これらの真偽はともかくとしてビットメインにはそれをする能力があり、誰もそれをコントロールする事は出来ないといった状況が長く続いたという経緯がある。今後IPOを控えるビットメインは公平性と透明性の観点から厳しく監視され、BCHとビットメインの関係性の厳しく追及される可能性がある(対立勢力からの恣意的な情報戦も含めて)。

 

またビットメインの2017年売上高の92.1%はASICの販売によるものとされているが、ビットメインは2018年の純利益を20億ドルと予想しているが、GMO、サムスン、インテルなどの大企業がマイニングに参入する事を表明している現在、今後ビットメインが今までのような独占状態を保てる保証はなく、これから競争の激化が予想される。また同社はAI向けチップの開発を新たなる主軸とする事を公表しているが、ビットメインがAI向けチップでどれ程の競争力があるかは未知数だ。

 

以上を踏まえてビットメインのIPOに関する留意点をまとめると

・ビットメインは流動性の不十分なBCHを多数保有している。

・BCHのサポートへの批判の激化によるリピュテーションリスク(恣意的な情報戦も含む)

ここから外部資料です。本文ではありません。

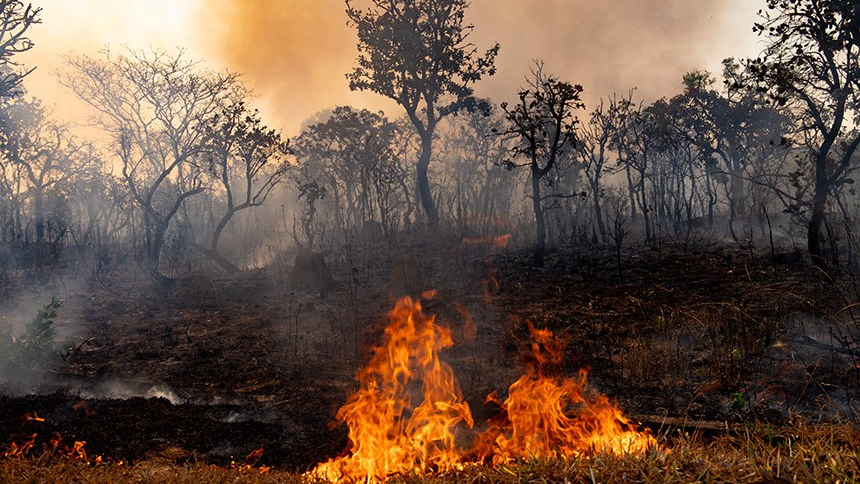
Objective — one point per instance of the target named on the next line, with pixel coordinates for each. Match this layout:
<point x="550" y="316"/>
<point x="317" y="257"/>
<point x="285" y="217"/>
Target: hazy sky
<point x="294" y="53"/>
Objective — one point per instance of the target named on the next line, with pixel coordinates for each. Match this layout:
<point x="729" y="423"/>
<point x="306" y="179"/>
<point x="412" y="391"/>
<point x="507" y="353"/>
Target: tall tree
<point x="247" y="159"/>
<point x="155" y="107"/>
<point x="542" y="126"/>
<point x="811" y="65"/>
<point x="16" y="18"/>
<point x="417" y="53"/>
<point x="44" y="152"/>
<point x="351" y="155"/>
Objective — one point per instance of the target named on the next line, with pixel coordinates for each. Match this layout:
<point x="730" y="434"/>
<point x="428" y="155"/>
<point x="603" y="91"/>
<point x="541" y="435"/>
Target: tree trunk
<point x="540" y="225"/>
<point x="39" y="215"/>
<point x="819" y="204"/>
<point x="598" y="212"/>
<point x="424" y="183"/>
<point x="154" y="254"/>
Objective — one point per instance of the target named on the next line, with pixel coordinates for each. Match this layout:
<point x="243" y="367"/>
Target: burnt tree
<point x="541" y="124"/>
<point x="417" y="53"/>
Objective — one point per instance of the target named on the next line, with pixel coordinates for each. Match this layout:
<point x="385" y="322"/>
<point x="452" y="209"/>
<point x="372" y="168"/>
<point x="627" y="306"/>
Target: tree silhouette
<point x="811" y="65"/>
<point x="15" y="21"/>
<point x="417" y="53"/>
<point x="542" y="125"/>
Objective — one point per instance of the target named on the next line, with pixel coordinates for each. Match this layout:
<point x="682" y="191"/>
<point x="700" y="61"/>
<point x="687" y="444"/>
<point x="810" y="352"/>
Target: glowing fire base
<point x="404" y="416"/>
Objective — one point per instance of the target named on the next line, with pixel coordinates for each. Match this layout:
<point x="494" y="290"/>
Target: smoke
<point x="296" y="52"/>
<point x="293" y="53"/>
<point x="611" y="47"/>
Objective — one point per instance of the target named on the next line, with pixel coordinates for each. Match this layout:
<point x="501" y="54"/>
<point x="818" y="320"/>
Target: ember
<point x="406" y="413"/>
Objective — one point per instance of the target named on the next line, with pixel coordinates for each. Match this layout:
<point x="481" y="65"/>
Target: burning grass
<point x="800" y="453"/>
<point x="409" y="410"/>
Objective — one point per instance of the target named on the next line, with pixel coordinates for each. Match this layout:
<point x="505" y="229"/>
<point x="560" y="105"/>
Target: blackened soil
<point x="218" y="366"/>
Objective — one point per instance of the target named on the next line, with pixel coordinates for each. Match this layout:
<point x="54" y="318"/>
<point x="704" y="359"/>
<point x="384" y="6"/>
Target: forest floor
<point x="220" y="365"/>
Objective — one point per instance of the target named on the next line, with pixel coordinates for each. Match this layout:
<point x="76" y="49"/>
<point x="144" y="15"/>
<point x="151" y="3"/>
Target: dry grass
<point x="800" y="453"/>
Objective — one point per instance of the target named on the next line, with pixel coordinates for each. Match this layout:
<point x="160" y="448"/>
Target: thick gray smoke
<point x="296" y="52"/>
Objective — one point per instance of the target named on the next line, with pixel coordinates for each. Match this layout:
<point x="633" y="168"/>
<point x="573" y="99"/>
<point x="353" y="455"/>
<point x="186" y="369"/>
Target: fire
<point x="497" y="242"/>
<point x="404" y="418"/>
<point x="555" y="416"/>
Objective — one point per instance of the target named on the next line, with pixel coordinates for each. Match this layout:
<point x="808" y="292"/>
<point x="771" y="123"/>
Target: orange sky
<point x="294" y="53"/>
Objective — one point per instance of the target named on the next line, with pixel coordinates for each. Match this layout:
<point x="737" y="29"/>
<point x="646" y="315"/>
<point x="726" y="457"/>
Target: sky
<point x="294" y="54"/>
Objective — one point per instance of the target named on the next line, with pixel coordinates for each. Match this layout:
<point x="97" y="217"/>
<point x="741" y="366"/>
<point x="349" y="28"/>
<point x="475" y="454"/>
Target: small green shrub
<point x="36" y="347"/>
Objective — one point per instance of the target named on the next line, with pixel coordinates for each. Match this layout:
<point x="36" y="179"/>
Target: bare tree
<point x="16" y="18"/>
<point x="351" y="157"/>
<point x="542" y="125"/>
<point x="417" y="53"/>
<point x="247" y="159"/>
<point x="43" y="151"/>
<point x="811" y="65"/>
<point x="154" y="105"/>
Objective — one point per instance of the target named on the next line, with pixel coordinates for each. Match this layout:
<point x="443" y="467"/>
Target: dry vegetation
<point x="720" y="354"/>
<point x="802" y="453"/>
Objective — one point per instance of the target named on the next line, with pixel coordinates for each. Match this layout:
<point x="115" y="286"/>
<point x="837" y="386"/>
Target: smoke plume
<point x="295" y="53"/>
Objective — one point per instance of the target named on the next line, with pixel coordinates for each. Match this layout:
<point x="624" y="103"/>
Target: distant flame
<point x="498" y="242"/>
<point x="553" y="416"/>
<point x="405" y="415"/>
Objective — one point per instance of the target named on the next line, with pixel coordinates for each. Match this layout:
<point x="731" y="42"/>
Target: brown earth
<point x="218" y="365"/>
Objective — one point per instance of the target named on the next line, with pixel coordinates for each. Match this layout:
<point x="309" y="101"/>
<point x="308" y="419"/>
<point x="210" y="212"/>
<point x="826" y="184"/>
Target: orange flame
<point x="20" y="449"/>
<point x="404" y="416"/>
<point x="498" y="242"/>
<point x="388" y="432"/>
<point x="550" y="416"/>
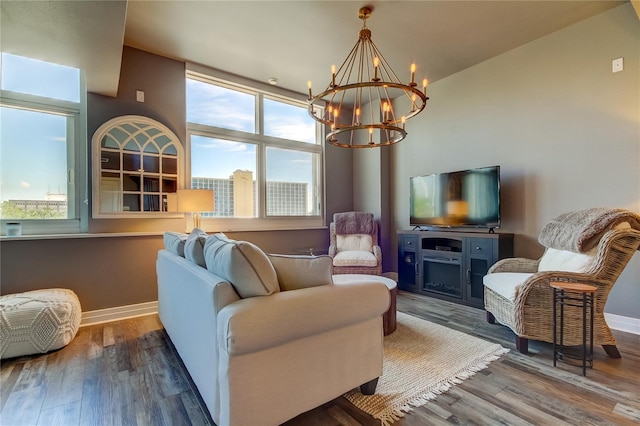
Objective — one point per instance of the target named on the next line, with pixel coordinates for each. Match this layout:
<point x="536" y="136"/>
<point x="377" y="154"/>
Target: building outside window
<point x="41" y="146"/>
<point x="261" y="153"/>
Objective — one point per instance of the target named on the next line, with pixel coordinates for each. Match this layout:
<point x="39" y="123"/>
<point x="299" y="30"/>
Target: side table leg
<point x="555" y="326"/>
<point x="584" y="334"/>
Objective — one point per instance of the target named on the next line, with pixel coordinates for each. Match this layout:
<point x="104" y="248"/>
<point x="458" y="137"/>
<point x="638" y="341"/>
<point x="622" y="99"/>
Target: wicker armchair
<point x="354" y="244"/>
<point x="530" y="313"/>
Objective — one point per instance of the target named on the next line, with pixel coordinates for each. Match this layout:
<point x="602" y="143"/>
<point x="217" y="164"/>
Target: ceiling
<point x="293" y="41"/>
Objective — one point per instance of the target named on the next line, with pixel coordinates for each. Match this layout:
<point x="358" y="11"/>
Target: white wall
<point x="564" y="129"/>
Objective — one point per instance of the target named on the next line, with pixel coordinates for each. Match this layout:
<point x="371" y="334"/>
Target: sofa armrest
<point x="515" y="264"/>
<point x="259" y="323"/>
<point x="296" y="272"/>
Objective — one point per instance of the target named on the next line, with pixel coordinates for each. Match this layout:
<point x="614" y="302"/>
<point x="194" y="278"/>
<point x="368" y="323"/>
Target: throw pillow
<point x="296" y="272"/>
<point x="355" y="258"/>
<point x="194" y="247"/>
<point x="243" y="264"/>
<point x="174" y="242"/>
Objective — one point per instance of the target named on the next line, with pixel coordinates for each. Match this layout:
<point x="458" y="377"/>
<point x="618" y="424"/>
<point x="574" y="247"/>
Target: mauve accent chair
<point x="354" y="244"/>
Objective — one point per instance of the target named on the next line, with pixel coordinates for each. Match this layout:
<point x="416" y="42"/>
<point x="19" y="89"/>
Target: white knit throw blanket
<point x="581" y="230"/>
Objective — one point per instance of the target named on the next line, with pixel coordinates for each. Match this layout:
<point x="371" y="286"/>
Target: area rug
<point x="421" y="361"/>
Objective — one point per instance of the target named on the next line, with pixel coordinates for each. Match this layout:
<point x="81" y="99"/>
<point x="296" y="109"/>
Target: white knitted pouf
<point x="38" y="321"/>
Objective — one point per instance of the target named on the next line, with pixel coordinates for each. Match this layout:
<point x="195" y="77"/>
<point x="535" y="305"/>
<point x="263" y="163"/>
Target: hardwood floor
<point x="127" y="373"/>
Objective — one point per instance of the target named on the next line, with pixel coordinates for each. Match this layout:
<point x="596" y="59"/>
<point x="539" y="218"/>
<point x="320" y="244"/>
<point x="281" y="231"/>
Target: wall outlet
<point x="617" y="65"/>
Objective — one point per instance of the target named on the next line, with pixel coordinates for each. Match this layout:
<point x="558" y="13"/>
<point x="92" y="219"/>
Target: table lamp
<point x="195" y="201"/>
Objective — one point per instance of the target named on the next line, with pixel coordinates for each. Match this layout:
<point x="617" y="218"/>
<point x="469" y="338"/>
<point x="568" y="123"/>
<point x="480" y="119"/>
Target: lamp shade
<point x="195" y="200"/>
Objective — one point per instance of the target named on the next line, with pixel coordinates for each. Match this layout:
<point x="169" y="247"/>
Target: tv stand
<point x="449" y="265"/>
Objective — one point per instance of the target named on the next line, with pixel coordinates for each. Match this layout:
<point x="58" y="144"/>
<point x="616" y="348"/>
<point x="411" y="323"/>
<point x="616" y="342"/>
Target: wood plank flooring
<point x="128" y="373"/>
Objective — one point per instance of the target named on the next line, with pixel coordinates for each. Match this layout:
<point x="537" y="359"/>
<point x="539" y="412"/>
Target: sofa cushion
<point x="505" y="283"/>
<point x="174" y="242"/>
<point x="194" y="247"/>
<point x="241" y="263"/>
<point x="296" y="272"/>
<point x="355" y="258"/>
<point x="362" y="242"/>
<point x="564" y="260"/>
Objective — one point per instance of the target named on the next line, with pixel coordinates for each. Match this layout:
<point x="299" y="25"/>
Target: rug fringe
<point x="394" y="414"/>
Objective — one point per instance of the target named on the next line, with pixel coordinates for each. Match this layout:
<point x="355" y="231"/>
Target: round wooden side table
<point x="580" y="296"/>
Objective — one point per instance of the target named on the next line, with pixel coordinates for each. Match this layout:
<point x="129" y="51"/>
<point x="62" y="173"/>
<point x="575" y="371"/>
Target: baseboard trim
<point x="626" y="324"/>
<point x="118" y="313"/>
<point x="616" y="322"/>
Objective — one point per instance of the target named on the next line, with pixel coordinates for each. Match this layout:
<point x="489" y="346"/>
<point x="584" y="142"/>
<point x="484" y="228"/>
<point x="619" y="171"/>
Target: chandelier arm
<point x="345" y="65"/>
<point x="390" y="74"/>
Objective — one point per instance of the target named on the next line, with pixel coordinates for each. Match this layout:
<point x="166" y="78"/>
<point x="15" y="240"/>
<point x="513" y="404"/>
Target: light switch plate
<point x="617" y="65"/>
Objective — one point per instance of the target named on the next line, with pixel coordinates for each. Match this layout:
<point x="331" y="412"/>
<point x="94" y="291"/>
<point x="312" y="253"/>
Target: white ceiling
<point x="294" y="41"/>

・今までのようなBCHのサポートの継続が難しくなった場合にさらなる評価損を被るリスク。

・大手参入によるマイニング業界の激化

・未知数なAI向けチップの競争力

・IPO後の混乱がBTC、BCHネットワーク全体に波及する可能性

 

ビットメインがIPOで目標額を調達した際の評価額は500億ドルに上るとの試算もあるが、昨年主要なVCが参加したシリーズA,Bが終了した時点での評価額は120億ドルだった。主要なVCはすでにイグジット出来る一方でIPOにこれから参加する投資家達は多くの不確定要素に直面する。またIPO後に情報が錯綜して混乱があった場合、仮想通貨業界全体にまで波及する可能性もあるため慎重に観察していくべき一件だ。